Record-high food prices have already caused hunger and political unrest across the globe, and several trends indicate that the world is headed toward a food security crisis, Earth Policy Institute president and World on the Edge author Lester Brown said in a teleconference today.
Aquifer depletion, severe soil erosion and rising temperatures are causing instability in grain production worldwide, Brown said. Three of the world's big four wheat producers—China, the United States, and Russia—are currently experiencing severe drought and potentially low yields. China, the leading wheat producer, suffered the worst drought in its winter wheat-growing region in 60 years and could easily see its wheat harvest drop from 115 million tons last year to 110 million tons or less this year, he said. When 1.4 billion Chinese with rapidly rising incomes turn to the world market for grain, it will be the United States’ “nightmare.”
“China’s our banker now,” Brown said. “Like it or not, we’re going to be sharing our grain harvest with China from now on. And the competition is going to drive grain prices to levels we’ve not imagined before.”
Population growth, demographic changes and the use of grain to make ethanol are all conspiring to make the situation worse.
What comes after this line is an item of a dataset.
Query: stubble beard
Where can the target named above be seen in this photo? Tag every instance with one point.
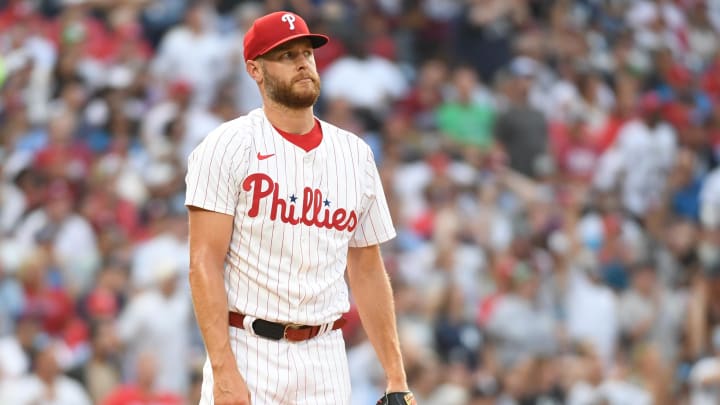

The world will have some 80 million more mouths to feed this year, and 3 billion people are moving up the food chain, eating grain-intensive meat. Last year, 30 percent of the U.S. grain harvest went to ethanol distilleries.
“The water issue is a real sleeper,” Brown said. In 18 countries containing half the world’s people—including China, Russia and the United States—overpumping for irrigation is depleting aquifers. Saudi Arabia—which had been self-sufficient in wheat production—announced that its acquifer is largely depleted. Syria and Iraq have also seen their aquifers depleted, and Egypt’s wheat yields have been flat for the past six years. “The bottom line,” Brown said, “in the Arab Middle East, grain production has peaked and begun to decline.” In India, 175 million people are being fed with grain produced by overpumping, “which by definition is a short-term phenomenon,” Brown said. The comparable number for China is 130 million people.
During the last half of the 20th century, the United States kept grain in bins and kept cropland out of production to stabilize supply and prices. When a severe weather event led to poor harvests, the USDA could simply put idle cropland back into production to make up for it. “We don’t have any idled capacity in the United States—or, indeed, in the world anymore,” Brown said. “What we need now is a new source of price stabilization. We need to be talking about an international food reservoir where grain could be accumulated and managed internationally. … We’re not even having that dialogue. I think we’re in a potentially dangerous situation, and we haven’t even realized how dangerous it is.”
Scary stuff for the world. And the bottom line for food shoppers? “It may be somehow possible to avoid a rise in world food prices in the months ahead,” Brown predicts, “but at this point it seems unlikely.”